# Gemischtes Netzwerk über Hub



## MrBarcode (13. Oktober 2003)

Vielleicht kennt wer das Problem..

Wir haben in unserer WG (Wien) einen Chello+ Anschluss von UPC Telekabel. Dabei ist ein Chello Modem und ein Hub, an dem das Modem angeschlossen ist und drei Anschlüssen für Computer.
Mittlerweile sind am Hub 2 PCs und ein Mac. (2xWinXP 1xOS10.2)

Die IP Adressen werden über DHCP automatisch bezogen. Subnetmask ist bei allen 255.255.255.0 
So wie es ist können wir alle ins Internet. Jetzt würden wir aber gerne noch das lokale Netzwerk nutzen, denn das sollte doch über das Hub auch möglich sein - oder  ?

Nun mal zu Problem Nr.1, das wir eh schon länger haben. Mein XP Rechner kann zB wunderbar auf den Mac zugreifen, der Windows Filesharing aktiviert hat, umgekehrt geht das allerdings witzigerweise nicht. zumindest haben wir es noch nicht geschafft. Um auf den Mac zuzugreifen, muss ich in der Netzwerkumgebung als Ressource 
\\chello - hier seine ip adresse -.30.11.vie.surfer.at\meinusername 
eingeben

Problem Nr.2 gibts erst kurz, weil der 2.PC erst seit gestern am Netzwerk angeschlossen ist  aber lästig ist auch das.
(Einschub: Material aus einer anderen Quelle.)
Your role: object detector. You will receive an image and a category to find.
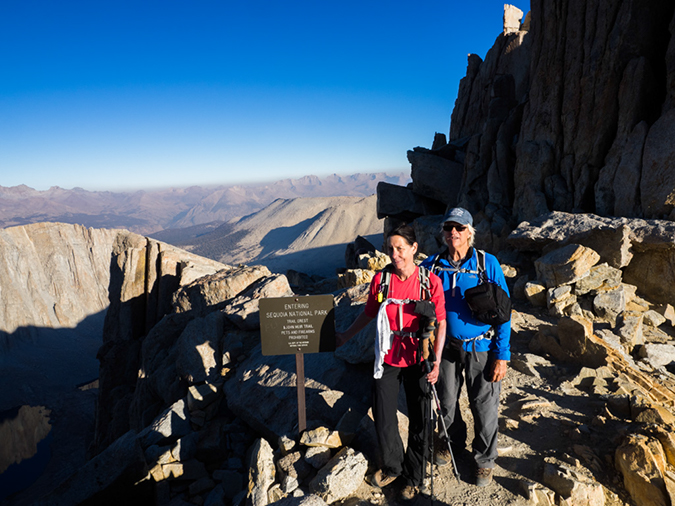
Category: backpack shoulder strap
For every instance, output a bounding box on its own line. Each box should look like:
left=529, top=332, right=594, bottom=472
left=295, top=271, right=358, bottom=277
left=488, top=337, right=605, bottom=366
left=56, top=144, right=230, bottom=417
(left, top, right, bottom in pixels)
left=476, top=249, right=485, bottom=274
left=418, top=265, right=431, bottom=300
left=377, top=264, right=391, bottom=302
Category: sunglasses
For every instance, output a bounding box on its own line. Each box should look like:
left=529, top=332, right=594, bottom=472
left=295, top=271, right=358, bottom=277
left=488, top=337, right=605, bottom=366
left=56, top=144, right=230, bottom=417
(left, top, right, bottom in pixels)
left=443, top=223, right=466, bottom=232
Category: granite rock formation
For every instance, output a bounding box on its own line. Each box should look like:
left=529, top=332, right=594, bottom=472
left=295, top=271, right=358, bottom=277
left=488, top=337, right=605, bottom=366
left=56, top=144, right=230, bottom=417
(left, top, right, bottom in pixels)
left=379, top=0, right=675, bottom=252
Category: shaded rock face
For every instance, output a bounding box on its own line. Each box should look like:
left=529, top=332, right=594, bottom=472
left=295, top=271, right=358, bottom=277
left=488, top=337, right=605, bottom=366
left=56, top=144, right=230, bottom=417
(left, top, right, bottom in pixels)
left=513, top=0, right=675, bottom=219
left=94, top=232, right=229, bottom=448
left=386, top=0, right=675, bottom=252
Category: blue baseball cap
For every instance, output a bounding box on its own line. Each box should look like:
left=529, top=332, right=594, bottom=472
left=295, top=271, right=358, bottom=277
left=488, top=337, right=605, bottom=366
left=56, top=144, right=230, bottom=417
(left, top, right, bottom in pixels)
left=443, top=207, right=473, bottom=226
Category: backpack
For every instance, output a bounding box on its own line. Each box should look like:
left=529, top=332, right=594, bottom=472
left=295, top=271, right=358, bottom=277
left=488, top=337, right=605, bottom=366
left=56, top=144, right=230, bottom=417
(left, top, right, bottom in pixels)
left=431, top=249, right=511, bottom=326
left=377, top=264, right=436, bottom=362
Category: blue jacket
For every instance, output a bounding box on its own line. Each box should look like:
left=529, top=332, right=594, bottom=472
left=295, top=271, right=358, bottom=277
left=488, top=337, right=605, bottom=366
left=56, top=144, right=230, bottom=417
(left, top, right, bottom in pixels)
left=422, top=248, right=511, bottom=360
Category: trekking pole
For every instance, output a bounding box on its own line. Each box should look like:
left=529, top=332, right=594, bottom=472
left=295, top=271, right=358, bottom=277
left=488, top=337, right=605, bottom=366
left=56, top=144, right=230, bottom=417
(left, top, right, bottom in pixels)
left=424, top=361, right=459, bottom=481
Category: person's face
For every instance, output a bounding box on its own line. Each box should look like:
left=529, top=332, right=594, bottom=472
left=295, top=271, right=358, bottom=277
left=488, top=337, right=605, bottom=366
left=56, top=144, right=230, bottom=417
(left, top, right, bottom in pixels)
left=387, top=235, right=417, bottom=271
left=443, top=221, right=471, bottom=251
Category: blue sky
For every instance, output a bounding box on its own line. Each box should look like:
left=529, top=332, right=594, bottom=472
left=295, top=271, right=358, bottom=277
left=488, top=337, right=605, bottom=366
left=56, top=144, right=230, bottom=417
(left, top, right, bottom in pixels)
left=0, top=0, right=529, bottom=190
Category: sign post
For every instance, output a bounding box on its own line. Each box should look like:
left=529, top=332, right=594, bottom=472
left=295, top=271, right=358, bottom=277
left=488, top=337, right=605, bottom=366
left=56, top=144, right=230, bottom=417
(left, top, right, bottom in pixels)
left=259, top=295, right=335, bottom=433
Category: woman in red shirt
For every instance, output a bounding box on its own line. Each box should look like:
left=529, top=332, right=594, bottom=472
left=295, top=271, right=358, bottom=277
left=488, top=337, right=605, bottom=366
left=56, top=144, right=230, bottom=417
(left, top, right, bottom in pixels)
left=336, top=225, right=445, bottom=500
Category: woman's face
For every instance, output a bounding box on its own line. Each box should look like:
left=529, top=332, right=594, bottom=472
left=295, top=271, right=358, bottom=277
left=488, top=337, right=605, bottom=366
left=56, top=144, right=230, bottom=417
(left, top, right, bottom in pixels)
left=387, top=235, right=417, bottom=271
left=443, top=221, right=471, bottom=252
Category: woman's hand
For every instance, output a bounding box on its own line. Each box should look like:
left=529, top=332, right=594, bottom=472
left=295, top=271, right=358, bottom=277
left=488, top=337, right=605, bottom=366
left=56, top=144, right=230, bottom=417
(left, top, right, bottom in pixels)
left=427, top=360, right=441, bottom=385
left=490, top=359, right=506, bottom=383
Ich habe an meinem PC als Arbeitsgruppe "DIEWG" und als computername "pc-meinname".
beim 2. PC habe ich die Arbeitsgruppe auch auf "DIEWG" eingestellt und als computername "pc-mitbewohnername"
Aber in der Arbeitsgruppe findet der andere XP rechner mich nicht, und ich ihn auch nicht.
\\pc-name\share 
direkt eingeben hilft auch nicht.


----------



## Tim C. (13. Oktober 2003)

Zu dem Internetproblem. Das sollte über einen Router zu lösen sein, aber über einen reinen Hub eigentlich nicht. Damit kann sich immer nur einer von dreien "einwählen". Es sei denn das läuft bei eurer Breitband Anbindung wesentlich anders als bei den DSL Anschlüssen der Dt. Telekom z.B.

Zu dem anderen Problem fällt mir jetzt so spontan auch nichts ein.


----------



## MrBarcode (13. Oktober 2003)

*doch ...*

ist bloß ein ethernet hub

aber wir haben ja kein Internetproblem - das funktioniert ja tadellos. wir hätten halt nur gern auch noch ein lokales Netzwerk, um untereinander Dateien hin- und herziehen zu können. Und ein nächster Schritt wär halt, dass der Apple den printserver für uns spielt - weil da ist der einzige Drucker angeschlossen  aber das ist ja noch Zukunftsmusik ..

hier die specs 

das chello modem ist am uplink angeschlossen, wir an den rj45 steckern *klaro*

--nochmal edit
Wobei das mit dem Netzwerk ja eh schon irgendwie funktioniert .. nur kann der Mac nicht auf die PCs zugreifen - umgekehrt geht das schon


----------



## MrBarcode (15. Oktober 2003)

Hab vielleicht eine Antwort darauf, warum das trotzdem funktioniert. Ein Freund von mir, der doch ein bisschen mehr Ahnung von der Materie hat, hat gemeint, dass das Chello Modem ein Router ist, und daher können wir alle ins Netz 

Das ganze ist ja dafür ausgelegt, dass sich 3 Computer ins Internet verbinden dürfen. Ist nicht so ich hab eine COnn und will mein kleines Heimnetzwerk routen (was ja soweit ich weiß nicht legal ist). Bei Chello+ ist es explizit erlaubt 3 Computer anzuhängen.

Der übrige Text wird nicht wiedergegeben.